Avila en dos días: Más allá de la ruta de Santa Teresa

En avila

Ávila huele a chuletón. Lo percibes incluso a las once de la mañana, la hora perfecta para empezar a recorrer las murallas de la ciudad que fundó Alcideo, hijo de Hércules, en el lugar donde vio posarse una bandada de palomas cuando regresaba de África. Pero las murallas se izaron mucho después que la leyenda, y mucho antes de lo que muchos creen.

Se levantaron en el siglo V, aunque en los siglos XIII y XIV se modificaron al estilo medieval (de aspecto semicircular). Hoy todos los restos de todas las civilizaciones que las han hecho grande pueden encontrarse si se mira con detenimiento. Y es que las murallas de Ávila son un libro que narra la cultura, las religiones y las costumbres de los pueblos que la habitaron desde los aguerridos vettones.

Ellos fueron los moradores más antiguos y de ellos viene el nombre de Ávila, por el nombre del pueblo vettón Obila, que los romanos rebautizaron como Abela cuando la colonizaron.

De los romanos aún pueden verse estelas funerarias usadas como piedras de la gran pared. Varias están próximas a la puerta de entrada frente a San Vicente, acceso desde el que puede subirse al camino de ronda.

La entrada a las murallas cuesta 5 euros. Si se van a visitar más lugares conviene comprar la Avila Card, que cuesta 15 y con ella ni tienes que aguardar la cola ni tienes que pagar para entrar en otros lugares interesantes. (La oficina de turismo donde la venden está también junto a San Vicente).

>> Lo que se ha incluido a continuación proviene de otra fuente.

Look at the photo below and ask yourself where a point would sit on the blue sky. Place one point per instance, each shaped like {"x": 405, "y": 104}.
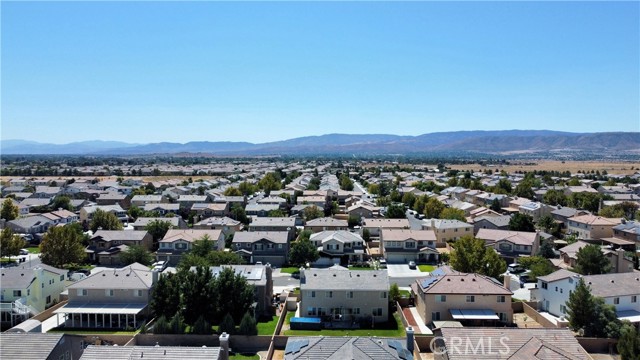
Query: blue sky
{"x": 219, "y": 71}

El recorrido por las murallas lleva una hora pese a no realizar el perímetro completo. Desde sus torres se contemplan unas vistas fabulosas de la urbe y sus alrededores, y en paneles que encuentras en el recorrido aprendes curiosidades sobre Ávila como la importancia de sus 9 puertas. Ésta no lo era por el número, sino por lo que se hacía en ellas. El simbolismo de las puertas, abriéndose para recibir con júbilo a amigos y buenas noticias, y cerrándose ante peligros y enfermedad las convirtió durante siglos en el lugar al que la gente acudía para firmar sus juramentos y compromisos.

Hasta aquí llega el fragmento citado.